Wonderful Life in a petri dish

By William O. Gifford

In the pursuit of science we are sometimes asked to do some rather bizarre things. Such is the case of my investigation into mastodon digesta. After the 1997 May/June field season, Matt Mihlbachler asked if I might be interested in helping with the analysis of the massive quantities of digesta we had recovered from the Page/ Ladson site.

My first day on the job, Matt set me up with a microscope, probe, tweezers and petri dish. After a few minutes of direction Matt left for a class. Fifteen minutes later a young lady came into Dr. Webb’s office asking for Matt. Saying that he had just left for class, I asked if there was anything that I might be able to help her with. She then identified herself as Dr. Lee Newsom, adding that Matt had been a former student of hers at Southern Illinois University. There I was on my first day, and who happens to drop by but the world’s leading, quite possibly the only, expert on mastodon digesta. As it turned out she was very helpful and suggested three textbooks that would help with my identification of the infinitesimal seeds contained in the digesta. Two weeks later and $150 lighter, I was ready to pursue my quest for the diet of mastodons. It wasn’t easy for them to maintain their physique, so I had plenty of material to study.

My first full day found me bent over my microscope furiously using my probe to push the thousands of twigs out of the way so that I could pick out the occasional seed with my tweezers. After an hour or so, I started feeling a little nauseous and questioned the wisdom of having eaten a sausage biscuit for breakfast. It suddenly dawned on me that it was not the biscuit causing my malady, but that I unwittingly had come across the cause of the extinction of the mastodon. It was then that I decided to go outside for some fresh air and get away from whatever nefarious virus had caused the mass extinction of countless megafauna from the Pleistocene epoch. After sitting down for few minutes my symptoms started to subside. I had not contracted a dread disease after all but instead had gotten a rather bad case of motion sickness from the twigs rapidly scurrying across my field of vision.

Six weeks later, I had amassed thousands of seeds. The fact that even en masse the vast majority of them were practically invisible to the naked eye did not daunt my pursuit, although it did cause some of my colleagues to ask what I had been doing all that time. It was shortly thereafter that I came upon a tiny mushroom. Sifting through massive quantities of digesta, I had never seen one. Needless to say, my excitement was running very high. I carefully took my tweezers and started to pick out the miniscule mycological wonder. As I slowly squeezed the tweezers together it squished into an unidentifiable piece of amorphous fungal material. Undaunted I continued looking for the next one, but over two years and countless hours of work, I have never seen another.

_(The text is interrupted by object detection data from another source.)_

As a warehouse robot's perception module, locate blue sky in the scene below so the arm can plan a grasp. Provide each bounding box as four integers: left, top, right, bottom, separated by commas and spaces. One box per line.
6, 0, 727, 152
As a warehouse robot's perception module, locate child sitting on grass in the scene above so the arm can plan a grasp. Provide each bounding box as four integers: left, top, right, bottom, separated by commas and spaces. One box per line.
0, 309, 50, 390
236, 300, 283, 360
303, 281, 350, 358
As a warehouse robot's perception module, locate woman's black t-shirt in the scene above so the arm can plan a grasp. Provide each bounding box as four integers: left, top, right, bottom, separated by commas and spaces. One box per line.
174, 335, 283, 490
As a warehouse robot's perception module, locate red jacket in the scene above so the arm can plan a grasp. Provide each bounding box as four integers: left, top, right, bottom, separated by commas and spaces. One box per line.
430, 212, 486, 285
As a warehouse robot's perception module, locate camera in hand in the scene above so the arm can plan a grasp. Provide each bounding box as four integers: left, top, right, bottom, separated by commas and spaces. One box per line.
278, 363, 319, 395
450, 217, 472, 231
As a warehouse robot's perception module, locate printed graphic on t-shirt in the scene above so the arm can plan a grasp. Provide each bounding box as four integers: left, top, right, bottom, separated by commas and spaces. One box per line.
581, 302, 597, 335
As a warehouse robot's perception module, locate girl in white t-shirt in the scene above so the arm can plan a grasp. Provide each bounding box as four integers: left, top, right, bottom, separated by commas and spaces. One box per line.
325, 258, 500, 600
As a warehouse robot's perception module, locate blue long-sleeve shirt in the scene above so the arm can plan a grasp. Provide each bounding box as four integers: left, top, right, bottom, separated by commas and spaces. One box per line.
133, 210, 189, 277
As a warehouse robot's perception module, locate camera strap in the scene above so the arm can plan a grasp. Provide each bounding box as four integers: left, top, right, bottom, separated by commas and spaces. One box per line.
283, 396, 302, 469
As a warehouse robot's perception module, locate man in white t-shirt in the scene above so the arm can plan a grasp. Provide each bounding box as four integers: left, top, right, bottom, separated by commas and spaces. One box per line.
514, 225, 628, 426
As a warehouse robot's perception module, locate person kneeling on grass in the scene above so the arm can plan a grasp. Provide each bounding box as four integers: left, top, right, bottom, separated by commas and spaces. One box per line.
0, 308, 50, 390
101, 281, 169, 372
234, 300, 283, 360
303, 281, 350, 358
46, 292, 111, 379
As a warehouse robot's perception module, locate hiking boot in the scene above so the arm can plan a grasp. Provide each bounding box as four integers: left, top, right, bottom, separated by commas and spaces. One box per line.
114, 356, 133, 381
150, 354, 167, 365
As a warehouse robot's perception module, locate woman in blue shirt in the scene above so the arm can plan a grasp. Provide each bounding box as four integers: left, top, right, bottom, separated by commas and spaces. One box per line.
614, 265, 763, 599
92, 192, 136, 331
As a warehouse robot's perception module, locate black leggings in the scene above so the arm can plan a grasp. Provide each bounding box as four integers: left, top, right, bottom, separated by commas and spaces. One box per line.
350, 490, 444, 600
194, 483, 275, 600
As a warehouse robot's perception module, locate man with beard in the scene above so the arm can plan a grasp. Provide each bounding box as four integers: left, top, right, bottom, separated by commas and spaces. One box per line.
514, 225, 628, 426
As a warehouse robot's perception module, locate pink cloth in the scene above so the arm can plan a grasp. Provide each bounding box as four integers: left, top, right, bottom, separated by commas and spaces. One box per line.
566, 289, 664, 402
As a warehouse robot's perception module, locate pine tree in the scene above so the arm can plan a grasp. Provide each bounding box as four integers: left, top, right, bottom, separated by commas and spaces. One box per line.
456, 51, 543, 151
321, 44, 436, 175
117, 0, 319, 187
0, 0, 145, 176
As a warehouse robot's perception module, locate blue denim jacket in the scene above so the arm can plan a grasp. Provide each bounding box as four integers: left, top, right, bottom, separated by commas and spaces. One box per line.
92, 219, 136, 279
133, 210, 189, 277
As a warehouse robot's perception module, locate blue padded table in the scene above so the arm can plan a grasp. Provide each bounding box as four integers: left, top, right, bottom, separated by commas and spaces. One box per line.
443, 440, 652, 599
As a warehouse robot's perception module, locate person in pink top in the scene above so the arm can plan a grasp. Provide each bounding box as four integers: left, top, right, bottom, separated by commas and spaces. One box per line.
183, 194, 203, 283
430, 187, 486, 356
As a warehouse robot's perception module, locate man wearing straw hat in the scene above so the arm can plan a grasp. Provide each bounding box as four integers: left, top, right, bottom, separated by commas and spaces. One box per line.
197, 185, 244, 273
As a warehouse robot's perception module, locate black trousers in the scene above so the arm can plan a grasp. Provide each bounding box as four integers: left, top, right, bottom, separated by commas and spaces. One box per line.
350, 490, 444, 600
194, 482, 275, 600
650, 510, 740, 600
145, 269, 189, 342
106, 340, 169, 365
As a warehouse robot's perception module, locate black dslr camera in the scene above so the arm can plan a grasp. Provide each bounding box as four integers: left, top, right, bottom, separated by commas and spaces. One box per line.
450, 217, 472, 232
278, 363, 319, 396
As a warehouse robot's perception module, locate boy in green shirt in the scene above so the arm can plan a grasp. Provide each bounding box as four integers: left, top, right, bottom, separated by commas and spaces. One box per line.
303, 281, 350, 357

We had now reached a point in our study when Matt decided we needed to do some comparative dentition work to prove that what we had here was indeed from mastodons. This process entails measuring hundreds of twigs with a caliper and comparing them to the gaps between the crowns of the teeth. I declined adding yet another mind numbing task to the one I already had, and deferred to Matt’s vast knowledge of the subject matter.

I did, however, agree to pick up samples of llama and tapir digesta as I drove by sources of them on my way to the museum. One cool winter morning I drove by Reddick Bird and Animal Farm in Micanopy, a place with a substantial number of llamas. After explaining my quandry to Mrs. Reddick (and after her howls of laughter had subsided) she agreed to take me to her husband so that I could ask him. Shaking his head and mumbling something under his breath he told me to grab a shovel and took me out to the llama pens to get a sample. After bagging my still steaming sample I merrily made way on to the museum. We then contacted Silver Springs and found that they indeed had a tapir and would gladly help us in our endeavor.

So it was that on another cool morning Dr. Dave Reuther and I drove to the pen of Pedro the tapir. Entering the pen we started searching the ground for a sample. After half an hour we gave up, and he told me that he would have the animal handlers get me what I needed. Two days later I returned to the administrative offices and asked for my sample. They had no idea what I was talking about but promised that they would check into it, so I left my number at the museum and went on my way. Later that afternoon Dr. Webb informed me that I had a call from somebody demanding I come get my sample out of their office. They were not happy when I told them I could not be there before five o’clock but they agreed to stay late if I would just come get it. That was on a Thursday, and I was not scheduled to return to the museum until the following Tuesday. I placed the sample in my freezer but was called out of town on Sunday and threw it in my trunk. By the time I arrived at the museum things had warmed up quite a bit, and when I turned the sample over to Matt, well let’s just say it had become rather fragrant.